Food Adventures - III : Chivda

This snack is another long lost favourite. In fact, the snacking habit by itself WAS long lost. It was time for yet another evening coffee and my mind paused at the big poha packet we bought out of 'atukula-pulihora' craving. Thanks to the food-blogosphere, we had nice chivda to accompany our coffee.


This time however, the husband couldn't come home, so we 'to-go' this chivda with coffee in hubby's favourite san-antonio flask.
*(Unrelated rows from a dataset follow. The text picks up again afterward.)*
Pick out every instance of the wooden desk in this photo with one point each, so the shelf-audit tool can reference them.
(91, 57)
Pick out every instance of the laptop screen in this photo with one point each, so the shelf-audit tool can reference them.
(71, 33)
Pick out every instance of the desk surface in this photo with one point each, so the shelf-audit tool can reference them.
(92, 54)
Food Adventures - I : Mysore Pak

It all started in Summer of 2006, with my then-roommate, Shilpa promising this wonderful sweet for a special Sunday (which never happened). The thought revived memories of the mysore paks perfectly made by dear most amamma. After a long phone conversation, I gathered the tips and directions from amamma, but could never find the time for it. Now that I was 'jobless', literally, this was the first I thought of making. After a wonderful visual explanation from vahchef, I set out to make this all-time favourite.

Ingredients:
1 cup Besan
1/2 cup Sugar
2 cups Ghee
1/4 cup water
Method:
Add a tsp of hot ghee to the besan and sieve it. Take sugar in a thick-bottomed sauce pan and add water just enough to cover the sugar. Keep stirring till the sugar dissolves and attaines a soft-ball or thread consistency. You can check the consistency by dropping a drop of the sugar syrup in a bowl of cold water or by using your fingers OR (thanks to madhu atta for the idea) use a kitchen thermometer to check the syrup temperature, it should be 250F. I got caught up in checking this and my sugar syrup became fit for Chakkara Achchulu (Sugar Figurines). Following madhu atta's tip this time, I added water again and started over. When the consistency is right, add the besan and keep stirring. Now add the hot ghee one ladle at a time. (For first-timers like me, the amount of ghee might give a slight heart-ache, but we'll get used to it) When you see the color change, pour the mixture onto a greased plate/bowl and let it cool. When firm, cut into desired pieces.

Food Adventures - Intro

This is a series on my 'jobless in college station' food adventures. An attempt to chronicle the cooking spree to vent out frustration on the current economy. But, bright side of life is my hubby dear gets to eat fresh cooked (most-of-the-time) food for every meal. So get ready for a feast fit for a hungry soul.
P.S: Please feel free to grab a hajmola or two! (We had an entire bottle with 120 tablets!)


Kaushik-the taster,unaware of the storm cooking in the kitchen.